Towards Effective Multiple-in-One Image Restoration: A Sequential and Prompt Learning Strategy
- URL: http://arxiv.org/abs/2401.03379v3
- Date: Wed, 20 Mar 2024 06:33:20 GMT
- Title: Towards Effective Multiple-in-One Image Restoration: A Sequential and Prompt Learning Strategy
- Authors: Xiangtao Kong, Chao Dong, Lei Zhang,
- Abstract summary: We investigate in-depth the multiple-in-one (MiO) IR problem, which comprises seven popular IR tasks.
To tackle these challenges, we present two simple yet effective strategies.
By evaluating on 19 test sets, we demonstrate that the sequential and prompt learning strategies can significantly enhance the MiO performance.

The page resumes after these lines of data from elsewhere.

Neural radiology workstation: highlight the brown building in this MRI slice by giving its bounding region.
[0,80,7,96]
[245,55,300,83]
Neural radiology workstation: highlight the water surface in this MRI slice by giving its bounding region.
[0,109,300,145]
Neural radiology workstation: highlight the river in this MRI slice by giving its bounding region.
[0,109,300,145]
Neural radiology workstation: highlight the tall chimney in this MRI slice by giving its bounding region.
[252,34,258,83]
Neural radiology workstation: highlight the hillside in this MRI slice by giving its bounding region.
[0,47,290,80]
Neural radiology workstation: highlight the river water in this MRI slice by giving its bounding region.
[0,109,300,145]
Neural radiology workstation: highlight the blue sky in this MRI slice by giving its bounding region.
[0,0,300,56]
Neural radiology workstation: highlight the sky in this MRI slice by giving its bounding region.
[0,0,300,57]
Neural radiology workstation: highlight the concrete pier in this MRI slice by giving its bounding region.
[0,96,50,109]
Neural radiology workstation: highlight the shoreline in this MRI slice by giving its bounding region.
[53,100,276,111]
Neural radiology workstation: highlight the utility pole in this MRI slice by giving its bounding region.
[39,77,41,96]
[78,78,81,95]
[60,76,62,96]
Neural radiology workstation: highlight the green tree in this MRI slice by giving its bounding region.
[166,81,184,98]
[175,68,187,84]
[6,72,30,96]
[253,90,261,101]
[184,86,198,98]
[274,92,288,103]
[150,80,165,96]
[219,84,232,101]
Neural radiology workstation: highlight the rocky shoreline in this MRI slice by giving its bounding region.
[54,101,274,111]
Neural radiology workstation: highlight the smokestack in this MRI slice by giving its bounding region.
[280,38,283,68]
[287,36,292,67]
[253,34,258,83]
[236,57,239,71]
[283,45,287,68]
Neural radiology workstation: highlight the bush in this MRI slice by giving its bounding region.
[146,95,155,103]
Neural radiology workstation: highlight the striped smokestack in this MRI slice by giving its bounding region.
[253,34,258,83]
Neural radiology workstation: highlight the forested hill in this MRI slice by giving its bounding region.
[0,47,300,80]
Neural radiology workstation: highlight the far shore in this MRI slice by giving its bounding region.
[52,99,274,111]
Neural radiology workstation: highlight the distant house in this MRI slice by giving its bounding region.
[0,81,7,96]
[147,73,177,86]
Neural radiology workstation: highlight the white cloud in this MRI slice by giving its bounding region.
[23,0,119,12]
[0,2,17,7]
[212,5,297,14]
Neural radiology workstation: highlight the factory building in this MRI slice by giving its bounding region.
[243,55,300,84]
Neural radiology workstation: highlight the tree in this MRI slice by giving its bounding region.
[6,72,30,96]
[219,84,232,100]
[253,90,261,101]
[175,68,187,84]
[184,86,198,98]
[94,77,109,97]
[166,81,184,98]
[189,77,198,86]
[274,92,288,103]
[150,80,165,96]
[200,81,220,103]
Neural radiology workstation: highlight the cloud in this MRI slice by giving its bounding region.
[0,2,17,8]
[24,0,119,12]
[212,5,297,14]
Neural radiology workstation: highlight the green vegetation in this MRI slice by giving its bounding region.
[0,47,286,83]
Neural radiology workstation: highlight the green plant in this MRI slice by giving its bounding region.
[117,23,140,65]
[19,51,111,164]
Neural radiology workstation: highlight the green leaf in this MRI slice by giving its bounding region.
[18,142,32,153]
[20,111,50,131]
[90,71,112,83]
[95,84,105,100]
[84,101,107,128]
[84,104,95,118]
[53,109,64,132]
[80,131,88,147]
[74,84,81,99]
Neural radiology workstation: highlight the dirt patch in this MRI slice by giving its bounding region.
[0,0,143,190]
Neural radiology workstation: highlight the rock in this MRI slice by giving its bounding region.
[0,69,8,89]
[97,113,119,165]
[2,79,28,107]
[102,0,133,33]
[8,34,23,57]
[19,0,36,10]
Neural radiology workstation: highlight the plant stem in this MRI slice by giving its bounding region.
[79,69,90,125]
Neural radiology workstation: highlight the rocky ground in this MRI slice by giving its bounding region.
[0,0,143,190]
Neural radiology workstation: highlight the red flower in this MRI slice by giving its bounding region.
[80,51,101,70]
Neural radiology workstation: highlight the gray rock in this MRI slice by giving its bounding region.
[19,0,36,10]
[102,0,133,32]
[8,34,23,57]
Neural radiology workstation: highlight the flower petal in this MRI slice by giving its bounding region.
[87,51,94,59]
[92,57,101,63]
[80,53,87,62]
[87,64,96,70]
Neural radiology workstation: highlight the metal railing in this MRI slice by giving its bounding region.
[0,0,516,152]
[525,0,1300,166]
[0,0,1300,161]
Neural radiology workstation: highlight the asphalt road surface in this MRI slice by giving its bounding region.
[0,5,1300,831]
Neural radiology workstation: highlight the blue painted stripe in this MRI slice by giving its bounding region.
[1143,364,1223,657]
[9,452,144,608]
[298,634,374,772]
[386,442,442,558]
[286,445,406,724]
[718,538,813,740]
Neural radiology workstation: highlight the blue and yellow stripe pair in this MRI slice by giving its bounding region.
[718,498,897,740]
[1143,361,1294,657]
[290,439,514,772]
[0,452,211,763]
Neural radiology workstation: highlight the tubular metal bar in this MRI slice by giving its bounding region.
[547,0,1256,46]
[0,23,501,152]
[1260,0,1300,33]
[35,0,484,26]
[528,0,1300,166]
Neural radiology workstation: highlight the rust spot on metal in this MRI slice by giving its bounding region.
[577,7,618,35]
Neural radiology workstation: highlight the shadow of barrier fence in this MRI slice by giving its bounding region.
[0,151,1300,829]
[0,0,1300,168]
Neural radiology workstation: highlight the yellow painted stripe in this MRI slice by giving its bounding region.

- Score: 19.73705830803488
- License: http://arxiv.org/licenses/nonexclusive-distrib/1.0/
- Abstract: While single task image restoration (IR) has achieved significant successes, it remains a challenging issue to train a single model which can tackle multiple IR tasks. In this work, we investigate in-depth the multiple-in-one (MiO) IR problem, which comprises seven popular IR tasks. We point out that MiO IR faces two pivotal challenges: the optimization of diverse objectives and the adaptation to multiple tasks. To tackle these challenges, we present two simple yet effective strategies. The first strategy, referred to as sequential learning, attempts to address how to optimize the diverse objectives, which guides the network to incrementally learn individual IR tasks in a sequential manner rather than mixing them together. The second strategy, i.e., prompt learning, attempts to address how to adapt to the different IR tasks, which assists the network to understand the specific task and improves the generalization ability. By evaluating on 19 test sets, we demonstrate that the sequential and prompt learning strategies can significantly enhance the MiO performance of commonly used CNN and Transformer backbones. Our experiments also reveal that the two strategies can supplement each other to learn better degradation representations and enhance the model robustness. It is expected that our proposed MiO IR formulation and strategies could facilitate the research on how to train IR models with higher generalization capabilities.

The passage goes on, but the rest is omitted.